Try some of these simple tips to make Christmas a holiday kids will remember.
- Let the children help you buy presents for their young relatives or friends. You don’t have to buy expensive gifts. Go to the dollar store and buy bubbles or packages of crayons.
- Have your kids wrap the gifts. Wrapping gifts for other people gives them a chance to be creative while keeping in mind that they’re not the only ones who will get gifts.
- Let them make their own wrapping paper. A roll of white or brown paper, a set of watercolor paints, and you’re set. If you want to get really creative, let them use rolls of ribbon to put around the presents. You won’t believe the bows they’ll come up with.
- Don’t criticize their efforts. Everything doesn’t have to be perfect.
- Let kids donate to various charities. If you’re buying a present for Toys for Tots or some other worthwhile organization, let them literally put the toy in the box.
- If you donate to the Salvation Army, let the kids put the coins in the kettle. This is a good opportunity to explain to them that not everyone has the same opportunities as they do, and remind them that it’s always nice to give whenever they can.
- Let them help decorate the tree. Put the breakable or treasured ornaments up high, and the unbreakable, expendable decorations, such as bows or plastic ornaments, down low. That way you won’t have to worry about accidents to your treasured keepsakes. Or, if you have small children, lower your stress level and keep the valuables in storage until they’re older.
- Let kids help with the holiday meal. Maybe you don’t have time to make homemade holiday cookies, but you can let the kids take those store-bought cookies and lay them out on a decorative plate. Have them put out cheese slices and crackers on a tray, and leave the organization to their own devices. Resist the urge to correct or organize better. The kids will feel like they’ve contributed an integral part to the celebration.
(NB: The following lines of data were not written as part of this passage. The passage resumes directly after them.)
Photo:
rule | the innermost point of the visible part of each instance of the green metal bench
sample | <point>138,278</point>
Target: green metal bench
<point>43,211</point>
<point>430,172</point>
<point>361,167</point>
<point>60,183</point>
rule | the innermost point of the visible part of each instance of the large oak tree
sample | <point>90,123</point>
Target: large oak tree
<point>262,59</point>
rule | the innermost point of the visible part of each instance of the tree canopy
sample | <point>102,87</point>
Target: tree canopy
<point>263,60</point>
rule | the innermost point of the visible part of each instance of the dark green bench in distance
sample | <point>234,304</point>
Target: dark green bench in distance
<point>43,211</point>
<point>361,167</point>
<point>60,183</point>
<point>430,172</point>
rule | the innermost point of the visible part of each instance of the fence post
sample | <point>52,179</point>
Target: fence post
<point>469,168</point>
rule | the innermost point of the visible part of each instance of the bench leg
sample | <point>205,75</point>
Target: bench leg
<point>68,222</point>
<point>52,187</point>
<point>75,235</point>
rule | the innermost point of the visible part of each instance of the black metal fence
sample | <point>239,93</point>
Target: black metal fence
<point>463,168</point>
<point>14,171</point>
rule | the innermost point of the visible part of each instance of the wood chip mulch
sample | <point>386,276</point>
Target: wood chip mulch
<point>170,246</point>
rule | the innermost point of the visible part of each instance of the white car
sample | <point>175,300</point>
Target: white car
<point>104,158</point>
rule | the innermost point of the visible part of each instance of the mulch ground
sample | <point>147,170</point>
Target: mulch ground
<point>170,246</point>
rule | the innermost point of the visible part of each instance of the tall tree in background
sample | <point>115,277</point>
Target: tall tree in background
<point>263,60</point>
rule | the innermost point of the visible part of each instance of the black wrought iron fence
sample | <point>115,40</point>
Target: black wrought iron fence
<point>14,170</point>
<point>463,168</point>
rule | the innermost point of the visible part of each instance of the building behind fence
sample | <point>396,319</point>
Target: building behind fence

- · When you gather with family, don’t use this opportunity to rehash old grudges. Someday, your kids will look back on these gatherings as important and precious memories. Don’t ruin it by bringing up the time Grandma forgot to give you a gift or Aunt Betty bought you a shirt that was too small.
Remember, as so many have said, it’s not what’s under the tree that counts – it’s the people around it. Change the focus of your Christmas from one of receiving to one of giving, and you will set an example for your children that will last a lifetime.